The webhook secret
Your webhook secret is a unique token used to verify that incoming webhook events are genuinely from your CRM. Every Space has its own webhook secret.
Where to find it
Go to Space Settings → General. The webhook secret is displayed in the Webhook section alongside the Webhook URL.
How it works
When your CRM sends a webhook event to Greylytics, it must include the webhook secret in the request headers. Greylytics checks the secret on every incoming request. If it doesn't match, the request is rejected and no lead is created.
This prevents anyone who discovers your webhook URL from injecting fake leads into your Space.
Using it in GoHighLevel
When you configure the webhook in GoHighLevel, paste the secret into the Secret field on the webhook configuration page.
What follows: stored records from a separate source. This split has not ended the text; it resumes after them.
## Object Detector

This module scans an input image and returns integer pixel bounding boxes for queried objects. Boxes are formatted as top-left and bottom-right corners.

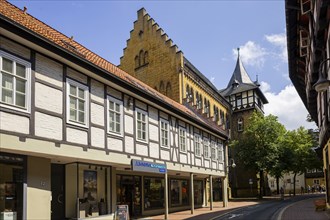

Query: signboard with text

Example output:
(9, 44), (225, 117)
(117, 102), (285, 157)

(131, 159), (167, 174)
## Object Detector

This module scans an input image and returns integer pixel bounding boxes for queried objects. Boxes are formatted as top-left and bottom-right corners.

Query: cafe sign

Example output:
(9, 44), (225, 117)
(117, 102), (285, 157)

(131, 159), (167, 174)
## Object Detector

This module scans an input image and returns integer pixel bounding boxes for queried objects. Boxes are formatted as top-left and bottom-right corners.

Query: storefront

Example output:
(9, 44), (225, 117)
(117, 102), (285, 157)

(0, 153), (26, 220)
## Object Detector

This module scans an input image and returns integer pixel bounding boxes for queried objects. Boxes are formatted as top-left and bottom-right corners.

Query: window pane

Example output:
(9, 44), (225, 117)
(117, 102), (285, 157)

(16, 78), (25, 94)
(78, 88), (85, 99)
(2, 57), (13, 73)
(70, 109), (77, 121)
(16, 93), (25, 107)
(2, 74), (14, 90)
(70, 85), (77, 96)
(78, 111), (85, 123)
(1, 89), (13, 104)
(16, 63), (25, 78)
(78, 100), (85, 111)
(70, 97), (77, 110)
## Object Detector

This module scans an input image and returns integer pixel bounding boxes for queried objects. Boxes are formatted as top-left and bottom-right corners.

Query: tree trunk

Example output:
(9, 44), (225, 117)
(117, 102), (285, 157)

(259, 170), (264, 199)
(276, 176), (280, 195)
(293, 173), (297, 196)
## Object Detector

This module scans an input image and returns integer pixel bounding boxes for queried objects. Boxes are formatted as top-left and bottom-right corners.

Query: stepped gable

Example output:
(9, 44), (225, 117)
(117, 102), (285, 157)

(118, 8), (182, 63)
(0, 0), (228, 135)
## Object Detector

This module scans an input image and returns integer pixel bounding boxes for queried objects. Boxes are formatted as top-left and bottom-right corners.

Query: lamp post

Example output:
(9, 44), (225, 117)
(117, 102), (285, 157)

(313, 58), (330, 93)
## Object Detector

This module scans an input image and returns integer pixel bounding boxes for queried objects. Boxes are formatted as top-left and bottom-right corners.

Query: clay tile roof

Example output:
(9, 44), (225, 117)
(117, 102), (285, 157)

(0, 0), (228, 138)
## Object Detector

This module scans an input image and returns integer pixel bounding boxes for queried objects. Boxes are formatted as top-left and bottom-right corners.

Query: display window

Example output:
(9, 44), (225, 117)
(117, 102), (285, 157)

(65, 163), (110, 218)
(0, 154), (26, 219)
(116, 175), (142, 217)
(194, 180), (203, 205)
(170, 179), (189, 206)
(144, 177), (165, 210)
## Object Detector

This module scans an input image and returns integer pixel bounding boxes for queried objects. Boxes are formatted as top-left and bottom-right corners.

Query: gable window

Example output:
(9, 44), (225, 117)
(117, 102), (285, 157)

(194, 134), (201, 157)
(203, 138), (210, 158)
(211, 141), (217, 160)
(179, 127), (187, 152)
(66, 79), (88, 127)
(136, 109), (148, 142)
(160, 119), (170, 147)
(0, 51), (31, 111)
(237, 118), (243, 131)
(218, 143), (224, 163)
(108, 96), (123, 134)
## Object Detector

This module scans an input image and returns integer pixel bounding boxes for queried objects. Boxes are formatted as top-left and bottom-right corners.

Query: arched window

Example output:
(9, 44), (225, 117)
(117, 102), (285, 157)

(134, 55), (140, 68)
(237, 118), (244, 131)
(139, 50), (144, 66)
(144, 51), (149, 64)
(159, 81), (165, 94)
(165, 82), (172, 97)
(186, 84), (190, 102)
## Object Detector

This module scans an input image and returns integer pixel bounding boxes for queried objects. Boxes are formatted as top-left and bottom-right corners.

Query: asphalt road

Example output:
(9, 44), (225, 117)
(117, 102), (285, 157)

(212, 194), (320, 220)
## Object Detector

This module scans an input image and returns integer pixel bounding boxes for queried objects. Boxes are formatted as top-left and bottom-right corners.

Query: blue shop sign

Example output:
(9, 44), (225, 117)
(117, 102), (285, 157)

(131, 159), (167, 173)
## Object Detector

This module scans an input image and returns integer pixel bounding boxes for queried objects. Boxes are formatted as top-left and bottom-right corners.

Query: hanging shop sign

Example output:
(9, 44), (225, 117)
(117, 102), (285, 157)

(131, 159), (167, 173)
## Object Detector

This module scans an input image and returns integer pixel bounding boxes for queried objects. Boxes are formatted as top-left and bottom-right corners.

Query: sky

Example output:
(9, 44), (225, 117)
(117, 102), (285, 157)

(9, 0), (316, 130)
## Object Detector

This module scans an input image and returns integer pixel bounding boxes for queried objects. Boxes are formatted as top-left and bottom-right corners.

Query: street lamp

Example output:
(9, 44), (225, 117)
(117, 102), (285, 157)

(313, 58), (330, 92)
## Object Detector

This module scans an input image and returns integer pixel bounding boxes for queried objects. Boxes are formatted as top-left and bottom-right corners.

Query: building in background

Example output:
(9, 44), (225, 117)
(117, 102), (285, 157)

(285, 0), (330, 208)
(220, 48), (268, 197)
(119, 8), (231, 200)
(0, 0), (230, 219)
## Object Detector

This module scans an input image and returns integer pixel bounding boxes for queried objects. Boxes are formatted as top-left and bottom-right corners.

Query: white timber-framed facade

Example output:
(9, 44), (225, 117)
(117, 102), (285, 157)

(0, 1), (229, 219)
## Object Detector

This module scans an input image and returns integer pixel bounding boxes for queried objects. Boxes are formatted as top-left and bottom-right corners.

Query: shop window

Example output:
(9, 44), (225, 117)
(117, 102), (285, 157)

(65, 163), (111, 219)
(66, 79), (88, 127)
(194, 134), (201, 157)
(136, 108), (148, 142)
(179, 127), (187, 152)
(194, 180), (204, 205)
(170, 179), (189, 206)
(237, 118), (244, 131)
(0, 51), (31, 112)
(218, 143), (224, 163)
(144, 177), (165, 210)
(108, 96), (123, 135)
(211, 141), (217, 160)
(0, 154), (26, 219)
(203, 138), (210, 158)
(160, 119), (170, 147)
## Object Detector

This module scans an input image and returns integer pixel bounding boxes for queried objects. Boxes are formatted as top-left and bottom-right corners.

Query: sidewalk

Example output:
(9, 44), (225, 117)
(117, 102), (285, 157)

(278, 198), (330, 220)
(143, 198), (274, 220)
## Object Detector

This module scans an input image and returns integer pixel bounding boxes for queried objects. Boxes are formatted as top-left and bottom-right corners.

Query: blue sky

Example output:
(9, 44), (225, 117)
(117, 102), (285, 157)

(10, 0), (315, 129)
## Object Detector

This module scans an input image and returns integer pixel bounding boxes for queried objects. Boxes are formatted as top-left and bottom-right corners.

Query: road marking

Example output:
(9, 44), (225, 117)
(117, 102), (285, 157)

(228, 214), (243, 219)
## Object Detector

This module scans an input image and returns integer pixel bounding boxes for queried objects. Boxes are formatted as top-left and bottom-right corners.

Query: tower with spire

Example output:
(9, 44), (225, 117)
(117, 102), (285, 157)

(219, 48), (268, 197)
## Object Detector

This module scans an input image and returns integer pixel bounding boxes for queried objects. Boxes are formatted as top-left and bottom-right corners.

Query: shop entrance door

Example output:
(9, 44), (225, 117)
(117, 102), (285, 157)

(51, 164), (65, 220)
(117, 175), (141, 217)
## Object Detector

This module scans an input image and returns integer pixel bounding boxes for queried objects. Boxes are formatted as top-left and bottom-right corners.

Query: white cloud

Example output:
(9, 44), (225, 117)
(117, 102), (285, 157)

(261, 83), (316, 130)
(265, 33), (288, 63)
(260, 81), (270, 93)
(233, 41), (267, 69)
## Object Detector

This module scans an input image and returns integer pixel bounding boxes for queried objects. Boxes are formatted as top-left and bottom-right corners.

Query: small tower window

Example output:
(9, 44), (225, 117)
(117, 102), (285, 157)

(237, 118), (244, 131)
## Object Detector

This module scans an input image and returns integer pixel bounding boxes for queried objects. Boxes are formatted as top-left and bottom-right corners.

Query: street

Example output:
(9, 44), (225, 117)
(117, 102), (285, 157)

(212, 194), (324, 220)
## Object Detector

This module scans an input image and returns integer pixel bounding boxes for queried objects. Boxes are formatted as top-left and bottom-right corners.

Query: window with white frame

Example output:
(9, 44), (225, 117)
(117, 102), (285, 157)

(136, 108), (148, 142)
(203, 138), (210, 158)
(66, 79), (88, 127)
(160, 119), (170, 147)
(194, 134), (201, 157)
(108, 96), (123, 135)
(179, 127), (187, 152)
(218, 143), (224, 163)
(0, 51), (31, 112)
(211, 141), (217, 160)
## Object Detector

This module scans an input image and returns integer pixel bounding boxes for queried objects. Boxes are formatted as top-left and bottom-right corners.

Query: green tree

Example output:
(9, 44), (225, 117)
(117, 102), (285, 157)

(231, 112), (286, 198)
(281, 127), (321, 195)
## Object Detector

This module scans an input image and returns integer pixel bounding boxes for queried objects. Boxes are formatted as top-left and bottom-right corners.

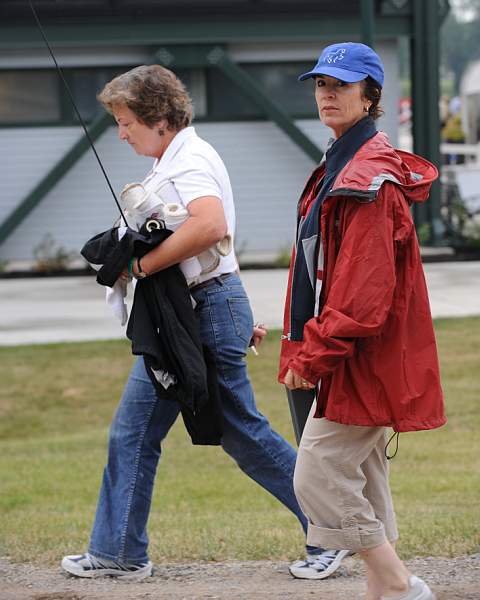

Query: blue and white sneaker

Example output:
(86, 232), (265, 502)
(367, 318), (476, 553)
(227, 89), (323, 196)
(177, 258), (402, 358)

(62, 552), (152, 579)
(288, 550), (350, 579)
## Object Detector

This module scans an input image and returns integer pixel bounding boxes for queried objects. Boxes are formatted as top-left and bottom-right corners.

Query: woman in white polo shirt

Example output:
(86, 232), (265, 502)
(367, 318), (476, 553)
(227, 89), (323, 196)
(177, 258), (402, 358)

(62, 65), (343, 578)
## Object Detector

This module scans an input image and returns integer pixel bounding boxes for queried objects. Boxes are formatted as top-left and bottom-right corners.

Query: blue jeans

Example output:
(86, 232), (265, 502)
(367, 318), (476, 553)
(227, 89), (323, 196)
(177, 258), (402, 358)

(89, 274), (307, 562)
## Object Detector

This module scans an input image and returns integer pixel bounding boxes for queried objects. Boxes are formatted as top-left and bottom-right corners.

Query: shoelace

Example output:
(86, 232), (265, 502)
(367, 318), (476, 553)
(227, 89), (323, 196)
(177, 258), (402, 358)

(306, 552), (337, 569)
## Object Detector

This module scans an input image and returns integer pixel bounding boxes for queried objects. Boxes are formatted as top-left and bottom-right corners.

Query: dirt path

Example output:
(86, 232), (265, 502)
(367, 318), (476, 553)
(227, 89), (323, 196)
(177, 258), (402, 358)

(0, 554), (480, 600)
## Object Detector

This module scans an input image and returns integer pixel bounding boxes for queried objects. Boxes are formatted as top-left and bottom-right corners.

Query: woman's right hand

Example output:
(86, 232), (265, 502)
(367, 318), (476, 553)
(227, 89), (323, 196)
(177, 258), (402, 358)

(284, 369), (315, 390)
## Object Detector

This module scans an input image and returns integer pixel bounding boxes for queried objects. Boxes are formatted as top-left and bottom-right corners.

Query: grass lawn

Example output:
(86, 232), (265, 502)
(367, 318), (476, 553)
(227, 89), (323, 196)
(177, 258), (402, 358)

(0, 318), (480, 564)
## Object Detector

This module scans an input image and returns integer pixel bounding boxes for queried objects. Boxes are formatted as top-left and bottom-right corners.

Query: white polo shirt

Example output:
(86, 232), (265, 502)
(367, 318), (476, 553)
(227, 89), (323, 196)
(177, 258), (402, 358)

(142, 127), (238, 281)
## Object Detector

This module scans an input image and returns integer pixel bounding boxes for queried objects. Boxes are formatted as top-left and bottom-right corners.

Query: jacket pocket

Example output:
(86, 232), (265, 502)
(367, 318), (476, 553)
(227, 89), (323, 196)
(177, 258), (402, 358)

(228, 296), (253, 345)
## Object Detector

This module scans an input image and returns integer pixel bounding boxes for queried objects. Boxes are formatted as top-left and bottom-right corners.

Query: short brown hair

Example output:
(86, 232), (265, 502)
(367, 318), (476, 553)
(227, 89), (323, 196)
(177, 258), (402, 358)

(363, 76), (384, 119)
(97, 65), (193, 130)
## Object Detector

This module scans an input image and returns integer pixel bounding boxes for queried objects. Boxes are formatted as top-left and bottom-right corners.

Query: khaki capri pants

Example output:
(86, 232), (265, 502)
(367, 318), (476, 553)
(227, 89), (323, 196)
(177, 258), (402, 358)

(293, 403), (398, 552)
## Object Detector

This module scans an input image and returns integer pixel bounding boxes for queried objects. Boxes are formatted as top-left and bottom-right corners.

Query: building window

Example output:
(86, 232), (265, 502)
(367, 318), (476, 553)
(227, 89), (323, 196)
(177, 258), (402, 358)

(208, 63), (317, 119)
(0, 71), (61, 125)
(0, 63), (317, 126)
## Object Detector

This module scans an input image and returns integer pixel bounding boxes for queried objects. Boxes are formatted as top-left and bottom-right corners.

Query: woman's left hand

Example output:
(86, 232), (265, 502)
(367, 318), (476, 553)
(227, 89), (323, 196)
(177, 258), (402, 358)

(284, 369), (315, 390)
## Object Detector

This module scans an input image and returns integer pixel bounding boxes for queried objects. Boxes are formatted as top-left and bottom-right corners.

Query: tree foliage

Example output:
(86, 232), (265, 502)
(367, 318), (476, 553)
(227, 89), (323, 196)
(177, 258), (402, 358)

(441, 0), (480, 92)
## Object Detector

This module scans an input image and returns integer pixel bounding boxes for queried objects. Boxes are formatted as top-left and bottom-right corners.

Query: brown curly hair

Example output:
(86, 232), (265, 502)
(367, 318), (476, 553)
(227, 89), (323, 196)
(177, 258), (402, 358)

(97, 65), (193, 131)
(363, 76), (384, 119)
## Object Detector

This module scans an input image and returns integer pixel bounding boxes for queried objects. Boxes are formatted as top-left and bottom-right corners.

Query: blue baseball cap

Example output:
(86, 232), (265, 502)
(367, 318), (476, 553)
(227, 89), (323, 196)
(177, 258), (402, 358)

(298, 42), (384, 87)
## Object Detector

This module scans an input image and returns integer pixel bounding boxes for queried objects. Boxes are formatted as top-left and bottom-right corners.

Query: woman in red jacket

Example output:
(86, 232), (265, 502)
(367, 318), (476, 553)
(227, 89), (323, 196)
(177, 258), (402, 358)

(279, 42), (445, 600)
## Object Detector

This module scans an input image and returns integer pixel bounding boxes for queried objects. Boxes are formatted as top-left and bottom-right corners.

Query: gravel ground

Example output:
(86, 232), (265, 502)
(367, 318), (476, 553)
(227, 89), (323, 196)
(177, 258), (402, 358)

(0, 554), (480, 600)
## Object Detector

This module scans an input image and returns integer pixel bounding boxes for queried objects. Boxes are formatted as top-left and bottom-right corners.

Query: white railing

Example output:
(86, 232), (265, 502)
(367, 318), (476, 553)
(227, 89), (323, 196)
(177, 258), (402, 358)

(440, 142), (480, 167)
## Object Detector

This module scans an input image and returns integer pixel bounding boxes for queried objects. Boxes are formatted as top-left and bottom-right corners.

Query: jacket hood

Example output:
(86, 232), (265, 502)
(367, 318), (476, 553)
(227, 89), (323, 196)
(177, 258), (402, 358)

(329, 131), (438, 203)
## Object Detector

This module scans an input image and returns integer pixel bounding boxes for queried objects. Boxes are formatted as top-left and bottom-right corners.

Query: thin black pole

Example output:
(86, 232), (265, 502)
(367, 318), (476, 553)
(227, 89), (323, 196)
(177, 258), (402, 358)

(29, 0), (128, 227)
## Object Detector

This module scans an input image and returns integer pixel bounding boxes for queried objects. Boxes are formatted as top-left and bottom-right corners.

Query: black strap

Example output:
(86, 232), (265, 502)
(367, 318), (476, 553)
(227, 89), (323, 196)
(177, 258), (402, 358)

(385, 431), (400, 460)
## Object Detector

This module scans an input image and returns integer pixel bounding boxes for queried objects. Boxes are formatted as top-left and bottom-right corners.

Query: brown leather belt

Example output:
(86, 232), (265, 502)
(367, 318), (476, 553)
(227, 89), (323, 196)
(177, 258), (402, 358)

(189, 272), (235, 292)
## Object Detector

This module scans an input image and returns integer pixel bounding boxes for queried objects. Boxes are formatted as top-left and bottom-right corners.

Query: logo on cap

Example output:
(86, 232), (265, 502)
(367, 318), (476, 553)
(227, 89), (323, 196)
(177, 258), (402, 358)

(325, 48), (347, 63)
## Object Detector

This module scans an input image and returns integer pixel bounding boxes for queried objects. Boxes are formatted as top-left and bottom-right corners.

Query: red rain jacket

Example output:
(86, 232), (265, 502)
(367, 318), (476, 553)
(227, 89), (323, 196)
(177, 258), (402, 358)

(279, 132), (446, 432)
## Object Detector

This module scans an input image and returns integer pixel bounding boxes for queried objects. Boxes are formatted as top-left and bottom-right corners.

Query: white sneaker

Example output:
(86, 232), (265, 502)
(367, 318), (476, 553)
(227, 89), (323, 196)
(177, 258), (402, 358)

(382, 575), (436, 600)
(62, 552), (152, 579)
(288, 550), (350, 579)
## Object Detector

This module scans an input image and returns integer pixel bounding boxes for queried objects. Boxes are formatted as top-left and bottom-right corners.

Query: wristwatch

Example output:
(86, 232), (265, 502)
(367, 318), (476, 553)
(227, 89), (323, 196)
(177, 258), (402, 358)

(135, 258), (148, 279)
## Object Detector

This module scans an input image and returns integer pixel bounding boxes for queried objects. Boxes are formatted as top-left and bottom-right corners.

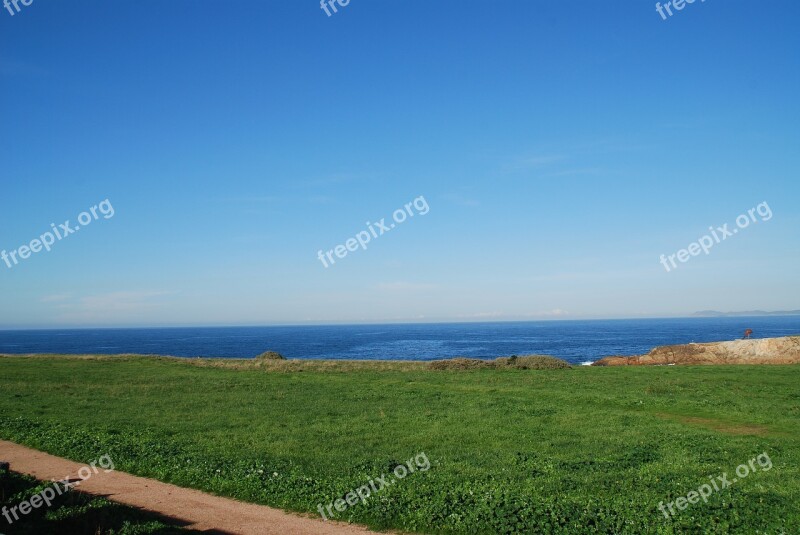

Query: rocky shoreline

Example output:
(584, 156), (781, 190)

(592, 336), (800, 366)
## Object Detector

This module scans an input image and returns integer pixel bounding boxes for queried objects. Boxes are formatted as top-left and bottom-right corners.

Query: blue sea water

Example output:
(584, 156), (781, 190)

(0, 316), (800, 364)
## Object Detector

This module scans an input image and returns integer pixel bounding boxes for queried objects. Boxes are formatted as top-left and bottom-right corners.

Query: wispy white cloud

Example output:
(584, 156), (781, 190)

(376, 281), (437, 292)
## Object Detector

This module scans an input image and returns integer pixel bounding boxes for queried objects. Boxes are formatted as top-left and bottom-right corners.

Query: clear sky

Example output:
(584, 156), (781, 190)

(0, 0), (800, 328)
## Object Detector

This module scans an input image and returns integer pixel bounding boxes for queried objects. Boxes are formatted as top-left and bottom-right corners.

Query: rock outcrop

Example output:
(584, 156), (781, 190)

(592, 336), (800, 366)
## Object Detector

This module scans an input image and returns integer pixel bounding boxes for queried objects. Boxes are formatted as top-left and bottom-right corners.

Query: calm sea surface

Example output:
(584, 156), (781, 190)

(0, 316), (800, 363)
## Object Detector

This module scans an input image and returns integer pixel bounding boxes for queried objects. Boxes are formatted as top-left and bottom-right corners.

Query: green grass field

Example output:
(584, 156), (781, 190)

(0, 464), (192, 535)
(0, 357), (800, 535)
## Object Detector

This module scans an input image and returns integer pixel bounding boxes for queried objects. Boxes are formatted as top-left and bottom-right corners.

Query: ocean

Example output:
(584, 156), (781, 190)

(0, 316), (800, 364)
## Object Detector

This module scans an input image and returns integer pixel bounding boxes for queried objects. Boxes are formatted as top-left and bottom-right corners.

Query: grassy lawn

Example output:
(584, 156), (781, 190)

(0, 357), (800, 534)
(0, 462), (192, 535)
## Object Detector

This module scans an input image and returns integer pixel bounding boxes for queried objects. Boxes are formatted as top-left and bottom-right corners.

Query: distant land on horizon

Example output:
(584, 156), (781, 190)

(692, 310), (800, 318)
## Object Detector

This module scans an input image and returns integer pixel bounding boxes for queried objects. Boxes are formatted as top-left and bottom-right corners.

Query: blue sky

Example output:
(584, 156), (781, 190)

(0, 0), (800, 328)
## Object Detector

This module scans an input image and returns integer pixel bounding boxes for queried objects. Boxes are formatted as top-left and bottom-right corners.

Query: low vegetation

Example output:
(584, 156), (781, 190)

(0, 469), (191, 535)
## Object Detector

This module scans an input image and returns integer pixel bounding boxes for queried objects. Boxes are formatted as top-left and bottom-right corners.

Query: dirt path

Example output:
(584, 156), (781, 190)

(0, 440), (370, 535)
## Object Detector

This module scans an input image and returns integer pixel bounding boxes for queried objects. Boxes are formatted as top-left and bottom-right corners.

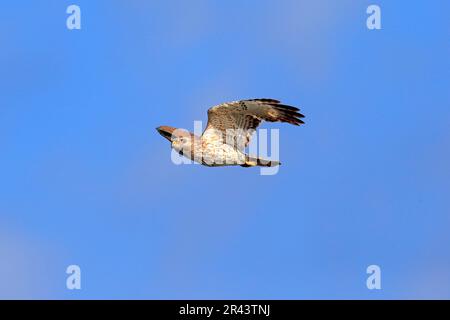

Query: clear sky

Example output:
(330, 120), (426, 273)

(0, 0), (450, 299)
GoHighLevel will automatically include it in the X-Webhook-Secret header on every request.
See Setting up the CRM webhook for the full setup guide.
Rotating your secret
If you believe your webhook secret has been exposed — for example, it was accidentally shared in a screenshot or committed to a public repository — you should rotate it immediately.
Open Space Settings → General
Click Space Settings in the navigation and select the General tab.
Click Rotate Secret
Click the Rotate Secret button next to the webhook secret. Confirm the rotation.
Update GoHighLevel with the new secret
Copy the new secret and update it in your GoHighLevel webhook configuration. Until you do this, incoming webhooks will be rejected.
Danger
After rotating your secret, update it in GoHighLevel immediately. Any webhook events sent with the old secret will be rejected and those leads will not be suppressed.